In a right-angled triangle, the Pythagoras theorem can be stated as ‘square of the hypotenuse (side opposite to right angle) is equal to the sum of squares of other two sides’.
That is for a triangle shown below the Pythagoras theorem can be applied as follows

Applying Pythagoras theorem for above figure, \[{{a}^{2}}={{b}^{2}}+{{c}^{2}}\]
Taking the figure given in the question, let us consider\[\Delta ADC\], by applying Pythagoras theorem we get
\[A{{C}^{2}}=A{{D}^{2}}+D{{C}^{2}}\] ………..equation (i)
Now, let us consider \[\Delta ABD\], by applying Pythagoras theorem we get
\[A{{B}^{2}}=A{{D}^{2}}+B{{D}^{2}}\] …………..equation (ii)
Now, subtracting equation (ii) from equation (i) we get
\[A{{C}^{2}}-A{{B}^{2}}=D{{C}^{2}}-B{{D}^{2}}\]
Now substituting the values of ‘DC’ and ‘BD’ in terms of ‘BC’ we got above
\[\begin{align}
  & \Rightarrow A{{C}^{2}}-A{{B}^{2}}={{\left( \dfrac{3}{4}BC \right)}^{2}}-{{\left( \dfrac{1}{4}BC \right)}^{2}} \\
 & \Rightarrow A{{C}^{2}}-A{{B}^{2}}=\dfrac{9}{16}B{{C}^{2}}-\dfrac{1}{16}B{{C}^{2}} \\
 & \Rightarrow A{{C}^{2}}-A{{B}^{2}}=\dfrac{8}{16}B{{C}^{2}} \\
 & \Rightarrow A{{C}^{2}}-A{{B}^{2}}=\dfrac{1}{2}B{{C}^{2}} \\
 & \Rightarrow A{{C}^{2}}=A{{B}^{2}}+\dfrac{1}{2}B{{C}^{2}} \\
\end{align}\]
Multiplying with ‘2’ on both sides we get
 \[2A{{C}^{2}}=2A{{B}^{2}}+B{{C}^{2}}\]
Hence proved

Note:
You need to be very careful in making calculations from the equations we obtained through the Pythagoras theorem we get confused sometimes while subtracting two equations.

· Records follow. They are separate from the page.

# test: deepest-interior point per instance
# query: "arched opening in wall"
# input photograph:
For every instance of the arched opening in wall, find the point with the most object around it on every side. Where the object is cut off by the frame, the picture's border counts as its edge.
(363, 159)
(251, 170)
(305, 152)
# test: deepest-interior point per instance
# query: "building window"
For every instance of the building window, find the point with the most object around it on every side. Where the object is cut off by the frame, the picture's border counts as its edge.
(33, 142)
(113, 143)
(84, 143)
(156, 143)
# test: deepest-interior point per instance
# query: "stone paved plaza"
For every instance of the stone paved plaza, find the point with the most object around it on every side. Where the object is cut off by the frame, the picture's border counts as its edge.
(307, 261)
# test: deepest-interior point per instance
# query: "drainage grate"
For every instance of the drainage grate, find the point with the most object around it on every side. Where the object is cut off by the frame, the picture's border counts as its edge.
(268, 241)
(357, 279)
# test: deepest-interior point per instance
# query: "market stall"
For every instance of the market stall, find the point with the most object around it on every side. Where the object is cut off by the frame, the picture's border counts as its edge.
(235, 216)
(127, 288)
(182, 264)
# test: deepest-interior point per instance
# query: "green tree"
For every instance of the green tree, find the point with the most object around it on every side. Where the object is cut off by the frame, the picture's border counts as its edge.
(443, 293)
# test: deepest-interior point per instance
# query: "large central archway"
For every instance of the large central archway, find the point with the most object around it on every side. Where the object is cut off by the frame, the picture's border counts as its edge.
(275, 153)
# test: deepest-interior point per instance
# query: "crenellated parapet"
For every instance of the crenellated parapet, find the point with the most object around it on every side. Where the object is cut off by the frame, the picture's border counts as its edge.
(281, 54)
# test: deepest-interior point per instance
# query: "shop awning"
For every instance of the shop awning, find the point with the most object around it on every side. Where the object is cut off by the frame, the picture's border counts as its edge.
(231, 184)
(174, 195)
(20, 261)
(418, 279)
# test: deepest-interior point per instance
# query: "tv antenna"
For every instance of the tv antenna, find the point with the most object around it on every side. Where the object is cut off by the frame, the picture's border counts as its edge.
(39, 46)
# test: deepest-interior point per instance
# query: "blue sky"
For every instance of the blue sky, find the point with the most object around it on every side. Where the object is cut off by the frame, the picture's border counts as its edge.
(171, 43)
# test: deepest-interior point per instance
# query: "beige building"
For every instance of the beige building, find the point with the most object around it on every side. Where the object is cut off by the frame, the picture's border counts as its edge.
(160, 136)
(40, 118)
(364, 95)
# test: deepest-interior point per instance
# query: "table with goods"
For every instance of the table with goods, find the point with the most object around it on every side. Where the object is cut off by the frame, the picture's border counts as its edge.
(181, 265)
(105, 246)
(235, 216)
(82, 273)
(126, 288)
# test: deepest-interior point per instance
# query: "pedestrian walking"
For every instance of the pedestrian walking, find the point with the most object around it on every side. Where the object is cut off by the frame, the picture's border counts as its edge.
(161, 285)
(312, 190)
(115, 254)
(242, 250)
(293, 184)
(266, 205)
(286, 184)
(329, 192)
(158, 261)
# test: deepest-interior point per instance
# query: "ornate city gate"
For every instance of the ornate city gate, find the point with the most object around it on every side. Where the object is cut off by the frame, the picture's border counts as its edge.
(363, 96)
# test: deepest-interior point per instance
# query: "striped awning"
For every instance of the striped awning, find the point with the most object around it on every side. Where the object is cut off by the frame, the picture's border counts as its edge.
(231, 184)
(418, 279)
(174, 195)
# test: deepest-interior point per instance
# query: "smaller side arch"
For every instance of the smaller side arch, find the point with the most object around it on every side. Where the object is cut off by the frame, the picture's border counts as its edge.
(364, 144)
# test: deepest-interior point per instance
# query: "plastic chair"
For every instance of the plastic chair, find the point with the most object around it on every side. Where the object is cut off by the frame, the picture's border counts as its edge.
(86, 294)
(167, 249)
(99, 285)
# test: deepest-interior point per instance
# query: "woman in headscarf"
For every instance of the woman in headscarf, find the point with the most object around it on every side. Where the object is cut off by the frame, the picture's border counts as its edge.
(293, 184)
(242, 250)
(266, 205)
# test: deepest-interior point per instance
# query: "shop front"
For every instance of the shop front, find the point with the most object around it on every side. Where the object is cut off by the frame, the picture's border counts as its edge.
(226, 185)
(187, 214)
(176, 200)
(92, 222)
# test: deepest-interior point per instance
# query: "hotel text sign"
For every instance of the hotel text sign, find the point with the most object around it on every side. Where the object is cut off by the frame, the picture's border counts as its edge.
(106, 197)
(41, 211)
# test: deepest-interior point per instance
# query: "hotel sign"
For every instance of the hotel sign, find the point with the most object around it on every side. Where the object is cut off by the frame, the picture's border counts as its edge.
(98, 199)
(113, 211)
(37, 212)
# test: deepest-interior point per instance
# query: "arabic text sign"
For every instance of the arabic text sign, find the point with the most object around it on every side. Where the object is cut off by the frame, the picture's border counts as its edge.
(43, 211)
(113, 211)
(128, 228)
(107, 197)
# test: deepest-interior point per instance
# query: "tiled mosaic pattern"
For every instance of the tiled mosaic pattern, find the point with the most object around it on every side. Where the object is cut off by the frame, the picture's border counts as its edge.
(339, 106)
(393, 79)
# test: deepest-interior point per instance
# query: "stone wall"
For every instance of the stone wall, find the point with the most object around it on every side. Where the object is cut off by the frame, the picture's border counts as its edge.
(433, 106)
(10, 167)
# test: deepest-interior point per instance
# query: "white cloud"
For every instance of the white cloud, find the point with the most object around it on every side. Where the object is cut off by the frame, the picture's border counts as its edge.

That is instead of writing the equation \[A{{C}^{2}}-A{{B}^{2}}=D{{C}^{2}}-B{{D}^{2}}\], one get confused and writes \[A{{C}^{2}}-A{{B}^{2}}=B{{D}^{2}}-D{{C}^{2}}\]. So, you need to take care here.
Here, in this question we may have only two equations while in some other questions we may have more. So we need to be careful while evaluating the obtained equations.